He acknowledged that he hadn't spent as much time with his son as he should have after parting ways with the boy's mother. But he said his son is shy and timid, and they went to places like the Fun Depot arcade together.

"It's been awhile since I really spent a lot of time with him," the father said. In the meantime, his son has been getting into trouble with the law.
Sounds like he didn't really raise him at all which IMO is worse. I stayed out of trouble as a kid not because I didn't want to catch a charge but because I didn't my dad to beat the crap out of me when he found out. I'm not a proponent for physical discipline but it worked for me. :eek:
 
This is why I answer the doorbell with the Springfield "GI-45" in my hand, mostly hidden behind my leg, but in my hand. After dark, I don't even go to the door.

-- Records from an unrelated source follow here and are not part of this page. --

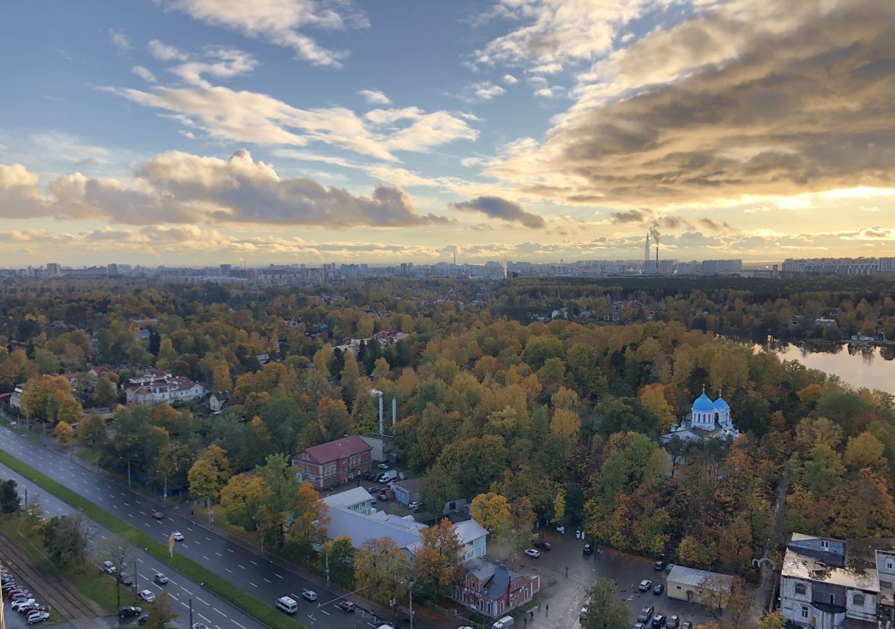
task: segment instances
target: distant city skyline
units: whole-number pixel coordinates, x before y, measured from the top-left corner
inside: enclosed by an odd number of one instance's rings
[[[47,16],[52,15],[52,19]],[[0,267],[895,256],[889,0],[4,8]]]

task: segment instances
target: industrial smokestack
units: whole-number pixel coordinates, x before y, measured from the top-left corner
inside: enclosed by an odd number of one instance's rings
[[[383,434],[382,430],[383,430],[383,428],[382,428],[382,395],[380,394],[379,395],[379,434],[380,435]]]

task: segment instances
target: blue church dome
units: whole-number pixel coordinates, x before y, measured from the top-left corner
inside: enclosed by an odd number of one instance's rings
[[[709,396],[705,395],[705,391],[703,391],[703,395],[697,397],[693,403],[693,410],[699,412],[712,412],[715,410],[715,405],[709,399]]]

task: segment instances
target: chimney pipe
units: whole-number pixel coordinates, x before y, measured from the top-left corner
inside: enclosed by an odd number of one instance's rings
[[[382,428],[382,395],[379,394],[379,434],[381,435],[381,434],[383,434],[383,428]]]

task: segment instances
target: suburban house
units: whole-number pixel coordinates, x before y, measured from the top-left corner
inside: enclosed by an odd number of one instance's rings
[[[209,409],[211,412],[219,412],[234,402],[229,391],[215,391],[209,397]]]
[[[733,426],[728,403],[720,394],[718,394],[717,400],[712,401],[705,395],[705,388],[703,387],[703,395],[693,401],[686,417],[680,423],[671,424],[670,431],[660,438],[662,444],[667,444],[671,439],[701,443],[716,438],[732,440],[738,434],[739,431]]]
[[[666,579],[665,592],[669,599],[723,608],[732,582],[729,574],[675,565]]]
[[[129,404],[150,406],[198,400],[206,393],[205,385],[200,382],[157,370],[147,370],[142,376],[132,378],[123,388]]]
[[[881,559],[887,565],[887,554],[893,556],[884,552],[865,557],[864,545],[848,546],[840,540],[789,536],[780,589],[780,611],[788,623],[818,629],[877,627],[881,590],[877,566]],[[895,559],[890,565],[891,582]]]
[[[370,472],[371,447],[357,435],[306,447],[293,457],[300,481],[328,489]]]
[[[419,502],[422,496],[422,479],[404,479],[391,483],[395,499],[402,505]]]
[[[541,590],[539,575],[523,574],[485,557],[467,561],[463,567],[463,580],[453,599],[491,618],[524,605]]]

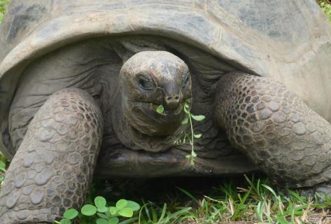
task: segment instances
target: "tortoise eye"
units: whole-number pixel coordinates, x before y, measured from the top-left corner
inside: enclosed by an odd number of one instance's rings
[[[137,75],[137,81],[139,87],[143,90],[152,90],[154,89],[154,83],[150,78],[146,75]]]
[[[183,88],[185,88],[188,85],[188,80],[190,80],[190,74],[187,73],[184,75],[184,78],[183,78]]]

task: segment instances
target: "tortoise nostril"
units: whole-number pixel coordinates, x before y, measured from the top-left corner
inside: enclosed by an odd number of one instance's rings
[[[169,96],[165,97],[166,106],[169,109],[176,109],[179,106],[179,96]]]

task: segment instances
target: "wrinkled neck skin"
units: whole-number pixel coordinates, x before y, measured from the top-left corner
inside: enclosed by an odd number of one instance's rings
[[[158,121],[148,122],[143,120],[143,117],[133,115],[130,109],[133,106],[127,99],[123,98],[120,88],[118,88],[112,107],[111,118],[116,136],[123,145],[130,149],[154,153],[164,151],[174,146],[180,134],[187,128],[186,125],[180,125],[172,134],[169,135],[155,135],[153,134],[153,131],[148,133],[139,132],[134,127],[134,124],[144,124],[146,130],[153,130],[157,126]]]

I still get some grief sometimes about that from Mrs. Foggy, but I ain't aswering the door nekkid.

Last Halloween, I did the full "cowboy getup". Nobody knew that the "shootin' iron" in my holster was the 'Sheriff's Model' .357 Vaquero, complete with 158-Gr Gold Dots
 
When I was a senior in high school, I picked up a stranger at the corner of a dirt road who was injured from an accident. It was also snowing, which was very rare where I grew up. By the time I dropped him off 15 min later, I regretted it. I had given him personal details about myself and my family and pointed out my own home along the way. He wouldn't tell me exactly where he lived, and he didn't want me to call the sherrif. (I did anyway.) I realized how many terrible mistakes I had made.

I think REALLY hard about helping people out. I have seen babies used as bait. IF I am armed, and IF I have help, (another armed person, which is most of the time I'm out,) I consider the circumstances.